Colter, in Lyra’s body, sensed the train’s velocity slowing again. According to the schedule posted overhead, this wasn’t a regular stop. A cadre of sleek, androgynous robots filed onboard. Colter recognized their type.
An alarm rang through his system. If they caught him, they would disassemble him and sift him byte by byte. The Gauntlet.

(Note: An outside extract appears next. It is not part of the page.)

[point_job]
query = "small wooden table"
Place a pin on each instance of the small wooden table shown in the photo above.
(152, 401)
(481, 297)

A bubble of energy began to course through his neural pathways. In a human, it would have been like a brief moment of weightlessness and fear-tinged ecstasy on a roller coaster ride, beginning in the gut and spreading to the brain in an inexplicable, primal euphoria, but Colter had no words that would describe it—anthropomorphisms did not do it justice. He devoted his entire sensory array to it: a synthesized thought beyond the logic of his programming.
Jim would be so pleased.
How expedient it would be to connect his data port to one of train’s auxiliary inputs. The abstract notion of uploading himself to the train’s massive onboard computer until the danger passed grew until it was a palpable urge. Colter always carried a jack in case of emergencies. Or at least he did when he was in his own chassis. He slid his fingers inside a flap under his Lyra arm and found a tiny filament.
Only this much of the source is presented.